Given my recent buying experience, I thought I would use this post to provide my perspective on the competitive dynamics in today’s e-commerce world and the important role of fulfillment services in this domain.
Growth Opportunities – Not Margin Expansion
The retail environment is undergoing a massive shift from stores to online that presents great opportunity for revenue growth. For example, e-commerce sales are growing at about 15 percent per year in the US. That represents an attractive opportunity to capture share of a growing market. Furthermore, these opportunities are occurring independent of broader macroeconomic growth.
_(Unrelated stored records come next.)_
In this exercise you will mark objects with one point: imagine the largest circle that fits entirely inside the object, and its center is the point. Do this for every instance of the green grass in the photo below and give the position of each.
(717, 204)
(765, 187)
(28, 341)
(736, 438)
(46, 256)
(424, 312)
Global GDP growth has decelerated in recent years, and the IMF is forecasting only 3 percent global GDP growth for 2019. At the same time (and possibly as a result), interest rates and investment yields are at historic lows. Investors are especially hungry for returns and e-commerce is one of the fastest growing market segments today. As a result, there is an excess of investment dollars chasing a limited number of business opportunities across the economy. E-Commerce is a clear draw for growth investors. At the same time, brick and mortar retail has its own set of overhead that must be covered and is a volume sensitive business.
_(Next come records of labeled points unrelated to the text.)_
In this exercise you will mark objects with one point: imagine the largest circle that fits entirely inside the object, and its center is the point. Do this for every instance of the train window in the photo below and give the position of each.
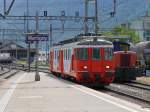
(55, 54)
(108, 53)
(82, 54)
(96, 53)
(64, 54)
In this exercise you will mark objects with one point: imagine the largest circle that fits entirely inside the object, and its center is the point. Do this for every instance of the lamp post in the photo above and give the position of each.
(37, 76)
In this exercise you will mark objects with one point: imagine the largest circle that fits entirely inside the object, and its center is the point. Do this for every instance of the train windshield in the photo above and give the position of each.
(81, 53)
(108, 53)
(96, 53)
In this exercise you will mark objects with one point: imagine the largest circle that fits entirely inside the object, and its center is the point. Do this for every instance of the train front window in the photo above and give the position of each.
(96, 53)
(82, 53)
(108, 53)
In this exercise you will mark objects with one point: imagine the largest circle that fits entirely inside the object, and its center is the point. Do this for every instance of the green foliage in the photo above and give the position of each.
(122, 31)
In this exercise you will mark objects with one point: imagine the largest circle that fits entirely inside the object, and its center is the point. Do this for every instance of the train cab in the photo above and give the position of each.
(87, 61)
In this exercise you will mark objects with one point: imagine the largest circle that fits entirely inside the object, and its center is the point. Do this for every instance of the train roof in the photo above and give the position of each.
(91, 42)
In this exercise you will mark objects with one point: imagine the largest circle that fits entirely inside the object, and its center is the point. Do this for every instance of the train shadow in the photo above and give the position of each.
(72, 81)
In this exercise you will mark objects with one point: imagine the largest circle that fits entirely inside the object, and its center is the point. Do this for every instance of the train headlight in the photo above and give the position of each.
(107, 67)
(85, 67)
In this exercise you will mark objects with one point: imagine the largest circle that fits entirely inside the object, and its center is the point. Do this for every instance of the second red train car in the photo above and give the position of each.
(87, 61)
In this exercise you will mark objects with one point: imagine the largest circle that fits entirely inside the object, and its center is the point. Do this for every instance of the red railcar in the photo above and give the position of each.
(125, 66)
(87, 61)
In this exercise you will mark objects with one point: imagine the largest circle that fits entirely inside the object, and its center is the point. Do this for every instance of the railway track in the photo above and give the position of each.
(7, 73)
(132, 90)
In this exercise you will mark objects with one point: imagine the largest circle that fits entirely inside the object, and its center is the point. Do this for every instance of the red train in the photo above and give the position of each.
(125, 66)
(88, 60)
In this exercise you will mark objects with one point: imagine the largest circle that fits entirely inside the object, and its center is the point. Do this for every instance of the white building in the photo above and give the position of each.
(43, 56)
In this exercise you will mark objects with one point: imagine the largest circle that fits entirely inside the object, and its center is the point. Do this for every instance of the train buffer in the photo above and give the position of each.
(23, 94)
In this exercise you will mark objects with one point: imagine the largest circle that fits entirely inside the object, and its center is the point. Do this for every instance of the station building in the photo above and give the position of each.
(16, 51)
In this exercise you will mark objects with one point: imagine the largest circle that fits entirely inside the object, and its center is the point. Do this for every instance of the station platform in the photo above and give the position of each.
(50, 94)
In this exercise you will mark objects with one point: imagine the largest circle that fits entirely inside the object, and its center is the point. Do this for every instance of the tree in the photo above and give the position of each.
(122, 31)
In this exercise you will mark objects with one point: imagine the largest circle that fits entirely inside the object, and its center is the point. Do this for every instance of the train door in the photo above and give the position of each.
(51, 60)
(96, 60)
(108, 59)
(56, 62)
Many traditional brick and mortar retailers are currently suffering from shrinking same store sales. This has lead to a record number of store closings – over 9,000 in 2019, according to USA Today. Many of these companies are going out of business and others are simply reducing their store footprint and shifting focus to their e-commerce business. But e-commerce requires a different set of capabilities – namely fulfillment capabilities. And not just any fulfillment capabilities will do in today’s market.
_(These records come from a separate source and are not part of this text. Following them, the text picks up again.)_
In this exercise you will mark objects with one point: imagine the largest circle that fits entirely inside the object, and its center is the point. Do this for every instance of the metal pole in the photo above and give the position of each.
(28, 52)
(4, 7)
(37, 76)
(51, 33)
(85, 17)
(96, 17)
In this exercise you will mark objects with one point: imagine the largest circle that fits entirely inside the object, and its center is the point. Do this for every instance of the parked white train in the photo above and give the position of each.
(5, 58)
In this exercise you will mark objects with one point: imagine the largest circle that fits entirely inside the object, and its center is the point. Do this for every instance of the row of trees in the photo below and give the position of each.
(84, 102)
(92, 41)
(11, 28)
Amazon had (and has) massive amounts of investment capital to deploy. It intelligently deployed its capital toward growth measures that are providing the company with sustainable competitive advantages. Elon Musk may believe that “moats are lame”, but they are working pretty well for Amazon (if fulfillment capabilities fit the moat concept). Regardless, responsive fulfillment capabilities are a clear requirement to compete in today’s retail environment. So, Amazon is once again simply leading the way – one step ahead of the competition at investing in a capability that is essential to competition in the current and future market environment. Simply put, Amazon isn’t causing the competitive pressures – they’re simply operationalizing them at scale.
A Shift to Margin Expansion?
Massive investments in warehouse automation are enabling e-commerce companies to reduce their variable costs of fulfillment – and ultimately providing opportunity for increased profit margins. But these investments require high volumes and time to cover the fixed costs of investment. So growth (unit sales volumes) also assist in covering the fixed costs of these investments. As an example, Amazon partially offsets some of its investment costs with Fulfillment by Amazon (FBA). I have been told that large e-commerce providers in China are planning to utilize their fulfillment capabilities in a similar manner. However, in this case Amazon controls the costs and capabilities of its fulfillment services and is unlikely to provide services that would endanger the company’s competitive position.
Ultimately, I believe an industry-wide shift to greater profit margins will be driven by market consolidation (reduction in the number of retailers), a stabilization in the make up of retail between in-store and e-commerce channels, and a shift in the broader economy that increases credit risk and reduces investment capital available to retail companies. When will this happen? I don’t believe it will be anytime soon.